DUBAI, United Arab Emirates, 10th March, 2014 – Brocade (NASDAQ: BRCD) today announced that Rackspace (NYSE: RAX), the open cloud company, has completed the deployment of Brocade Gen 5 Fibre Channel SAN solutions across its global data center network to accommodate explosive customer growth. The new Gen 5 Storage Area Network (SAN) has helped the company achieve greater density, flexibility and scale in connecting to high-performance EMC storage arrays, resulting in increased efficiency and productivity at each data center. Rackspace is a global leader in hybrid cloud computing and founder of OpenStack, the open-source operating system for the cloud. Hundreds of thousands of customers look to Rackspace to deliver the best-fit infrastructure for their IT needs, leveraging a product portfolio that allows workloads to run where they perform best—whether on the public cloud, private cloud, dedicated servers, or a combination of platforms. Last year, Rackspace also began offering a portfolio of security and network offerings based on the Brocade Vyatta vRouter software network appliance that delivers increased security, as well as network address translation and routing.
To facilitate the company’s move to a campus-style data center model, Brocade Gen 5 Fibre Channel director-class switches were deployed to allow Rackspace to simplify their SAN infrastructure and create a denser environment that enables more ports per square foot of data center space, which has improved efficiency and productivity at each location. Brocade Gen 5 Fibre Channel SAN switches are now deployed in eight of Rackspace’s data centers across three continents as a foundation to connect EMC storage and Dell servers to their customer’s remote IT environments.

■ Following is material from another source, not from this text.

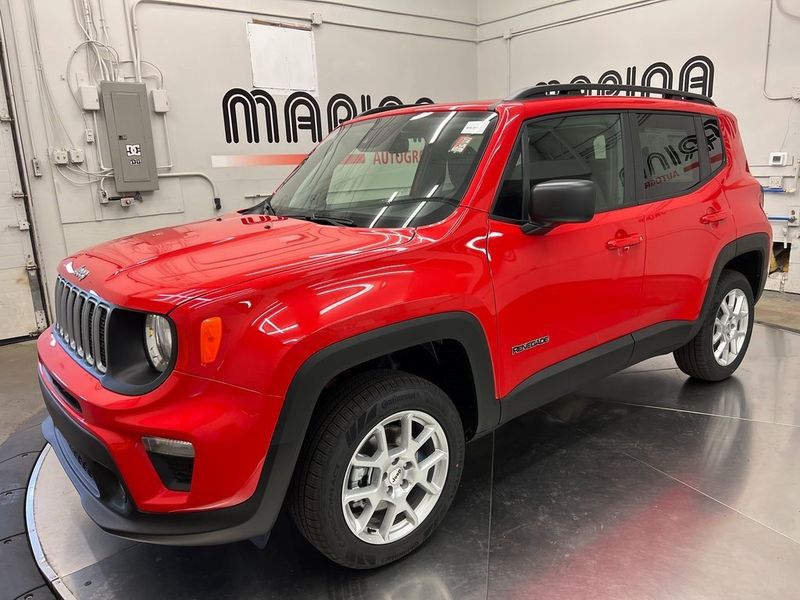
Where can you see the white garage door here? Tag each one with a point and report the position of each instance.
(18, 317)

“Rapid customer growth and their changing needs for supporting highly virtualized environments required an upgrade to our global SAN infrastructure,” said Sean Wedige, CTO, Enterprise Solutions, at Rackspace. “We worked with Brocade and EMC Corporation to design a SAN fabric that was easy to grow and manage, while providing the flexibility to allow our data center technicians to connect any device to any switch in the fabric. In addition to improved reliability and availability, the new Brocade SAN fabric has allowed us to use less space and power, supporting our green initiatives, while allowing us better utilization of our physical facilities.”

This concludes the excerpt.